Lo stato di emergenza era stato deliberato dal Consiglio dei ministri il 31 gennaio scorso, per la durata di 6 mesi, e poi esteso il 31 luglio fino al 15 ottobre. A luglio l’ipotesi di proroga a fine anno, avanzata dal governo, era stata contrastata da varie parti, e si era così arrivati al compromesso del 15 ottobre.

La decisione aveva sollevato perplessità: l’emergenza è il riconoscimento sul piano del diritto di uno stato di fatto, non può essere oggetto di contrattazioni politiche. Esso, infatti, ha presupposti precisi: il verificarsi di eventi - attuali o imminenti – che «in ragione della loro intensità o estensione» richiedono «immediatezza d'intervento», come sancito dal Codice della Protezione Civile.

Quindi, prima di protrarre l’emergenza, va dimostrato che vi sia una situazione inattesa o che può avere un’evoluzione inattesa. In luglio, al primo rinnovo, ciò non è stato  fatto. «La proroga - ha detto Conte – è una scelta obbligata basata su motivazioni tecniche». Ma ha sempre omesso di precisare quali.

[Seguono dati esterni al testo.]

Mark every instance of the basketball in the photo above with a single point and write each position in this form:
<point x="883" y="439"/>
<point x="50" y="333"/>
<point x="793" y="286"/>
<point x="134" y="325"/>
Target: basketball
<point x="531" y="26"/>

Il presidente del Consiglio ha continuato a seguire la pratica adottata nei mesi precedenti, quando richiamava i pareri del Comitato tecnico scientifico (Cts) senza mettere in cittadini in grado di verificare le sue affermazioni, rendendo pubblici i verbali. E così pure per questa ulteriore proroga: si fa trapelare che il persistere dell’epidemia abbia indotto il Comitato a suggerire di estendere l’emergenza, ma al momento non c’è modo di verificarlo. E, di nuovo, si omette di dimostrare che le circostanze sul piano concreto sono tali da giustificare la continuazione di tale stato anche sul piano del diritto.

Non basta dire che aumentano i contagi per attestare l’emergenza perdurante: gli scienziati parlano da tempo di una seconda ondata, non è un evento inatteso. Da mesi si ripete che con il virus serve convivere ordinariamente, e poi si reclama la straordinarietà dello stato di emergenza? Oppure il Cts reputa che prossimamente l’andamento dell’epidemia sarà di tale portata da necessitare la permanenza di uno stato emergenziale? Comunque sia, ancora una volta, c’è un deficit di trasparenza da parte di Conte.

Effetto Arcuri

E, a proposito di trasparenza, lo stato di emergenza ha finora consentito non solo interventi della Protezione Civile, come previsto dal relativo Codice, ma anche l’azione di Domenico Arcuri.

Nel mese di marzo l’amministratore delegato di Invitalia è stato nominato commissario straordinario (decreto legge Cura Italia) e gli sono stati conferiti amplissimi poteri di azione, e addirittura di ordinanza. Poi Arcuri è stato anche indicato come commissario straordinario per la scuola (decreto-legge Semplificazioni).

Tali incarichi si protrarranno fino alla fine dell’emergenza.

La gestione di Arcuri non ha brillato per trasparenza, come l’opaca vicenda dei banchi ha reso evidente, per non parlare del suo rigetto di istanze di accesso ad altri appalti realizzati.

La mancanza del senso di Arcuri per la trasparenza è fondata su un equivoco: vale a dire che un commissario, agendo in stato di “eccezione”, possa evitare di essere trasparente per operare in modo più rapido.

Questo è uno dei danni prodotti nei mesi scorsi dallo stato di emergenza: con esso è anche passato il concetto che la trasparenza sia un impiccio. Ma essa non è un intralcio operativo, da derogare per procedere con speditezza: anzi, ove i poteri sono più discrezionali, la trasparenza deve essere più ampia per consentire di sindacare l’azione pubblica. Il rischio è che con l’emergenza si protragga anche l’alibi dell’opacità usato finora in diverse circostanze.

Lo stato di emergenza non legittima gli ampi poteri che Conte ha esercitato nei mesi scorsi con Dpcm (decreti della presidenza del Consiglio): essi gli sono stati conferiti dal governo con decreti-legge, poi convertiti in legge dal Parlamento.

La permanenza nel paese di un “clima” di emergenza forse servirà a rafforzare la figura del presidente del Consiglio come punto di riferimento. Ma se c’è ancora bisogno di una situazione di deroga all’ordinarietà per agire, nonostante sia noto da mesi cosa attendersi per l’inverno, significa che non si è fatto in tempo utile quanto già si sapeva sarebbe stato necessario. E questo per Conte dovrebbe rappresentare un fallimento.